This work addresses the strong dependence of large language models’ code generation performance on prompt quality and the lack of efficient automated prompt optimization methods. The authors formulate prompt optimization as a sequential decision-making problem and propose a reinforcement learning framework that iteratively refines prompts through a hybrid action space comprising direct generation, genetic-style mutation, and semantic rewriting. A shaping reward mechanism based on unit test feedback guides the optimization process. To the best of our knowledge, this is the first approach to combine reinforcement learning with a hybrid action space for prompt optimization. Using the PPO algorithm, the method is trained on frozen-weight models—including CodeT5+, CodeLLaMA, and DeepSeek-Coder—and achieves substantial improvements over baselines such as EPiC and Reflexion on MBPP+, HumanEval+, and APPS benchmarks, attaining Strict Pass@1 scores of 57.58%–85.50% and Soft-Pass@1 scores of 67.90%–88.20% on MBPP+.

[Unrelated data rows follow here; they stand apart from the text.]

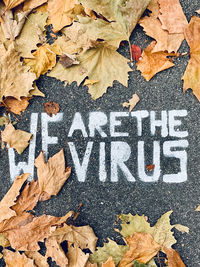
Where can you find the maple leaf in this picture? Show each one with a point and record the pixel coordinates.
(12, 3)
(132, 102)
(164, 40)
(108, 263)
(16, 138)
(191, 76)
(16, 106)
(152, 63)
(86, 32)
(44, 59)
(126, 14)
(172, 17)
(142, 248)
(39, 260)
(131, 224)
(101, 64)
(60, 13)
(51, 108)
(19, 81)
(55, 251)
(27, 233)
(77, 258)
(110, 249)
(9, 199)
(162, 233)
(14, 259)
(174, 259)
(31, 4)
(136, 52)
(31, 34)
(51, 175)
(13, 23)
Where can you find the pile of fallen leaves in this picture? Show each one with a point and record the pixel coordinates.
(66, 244)
(84, 42)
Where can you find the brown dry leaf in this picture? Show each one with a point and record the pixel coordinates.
(192, 74)
(152, 63)
(60, 13)
(77, 258)
(16, 106)
(28, 198)
(165, 41)
(67, 60)
(51, 108)
(12, 3)
(172, 17)
(31, 34)
(55, 251)
(39, 260)
(16, 138)
(27, 235)
(14, 259)
(31, 4)
(108, 263)
(82, 237)
(51, 175)
(44, 59)
(10, 198)
(154, 8)
(132, 102)
(174, 259)
(15, 80)
(142, 248)
(91, 264)
(13, 23)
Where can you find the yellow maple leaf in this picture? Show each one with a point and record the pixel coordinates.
(16, 79)
(101, 64)
(44, 59)
(16, 138)
(152, 63)
(191, 76)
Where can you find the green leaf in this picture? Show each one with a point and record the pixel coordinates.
(109, 249)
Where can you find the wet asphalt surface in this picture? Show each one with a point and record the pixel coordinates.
(103, 201)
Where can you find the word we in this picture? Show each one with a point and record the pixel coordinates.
(110, 130)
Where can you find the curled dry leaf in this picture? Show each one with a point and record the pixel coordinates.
(60, 13)
(108, 263)
(51, 108)
(51, 175)
(44, 59)
(132, 102)
(31, 34)
(67, 60)
(16, 106)
(172, 17)
(174, 259)
(152, 63)
(110, 66)
(16, 79)
(9, 199)
(55, 251)
(142, 248)
(164, 40)
(192, 75)
(39, 260)
(16, 138)
(13, 259)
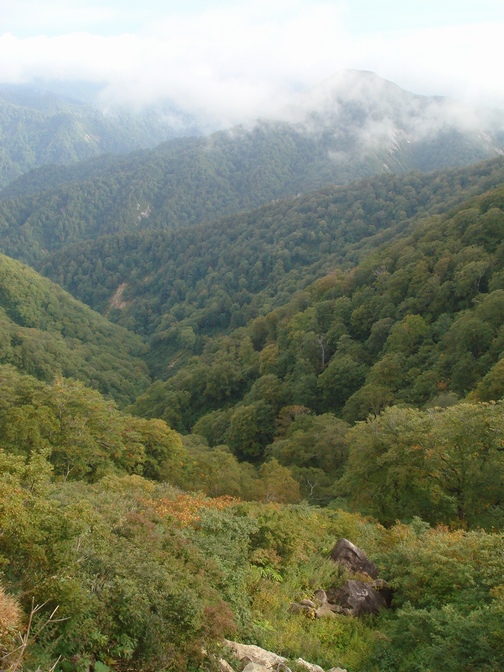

Large Language Models (LLMs) can generate code from natural language, but their performance is highly sensitive to prompt formulation. We propose a reinforcement-learning-based framework that models prompt refinement as a sequential decision-making problem. A Proximal Policy Optimization (PPO) agent iteratively improves prompts using a hybrid action space that combines direct generation, genetic lexical mutation and semantic rewriting, guided by shaped rewards derived from unit-test feedback. We evaluate the framework on MBPP+, HumanEval+, and APPS using CodeT5+, CodeLLaMA, and DeepSeek-Coder as frozen code generators. On the 500-task MBPP+ test set, the PPO agent achieves strict Pass@1 scores of 57.58%, 64.80%, and 85.50%, respectively, outperforming EPiC, Reflexion, and Random-Hybrid. Soft-Pass@1 reaches 67.90%, 73.10%, and 88.20%, respectively. Similar improvements are observed on HumanEval+ and APPS across all backbone models. The results demonstrate that reinforcement learning with shaped test-driven rewards improves functional correctness in LLM-based code generation.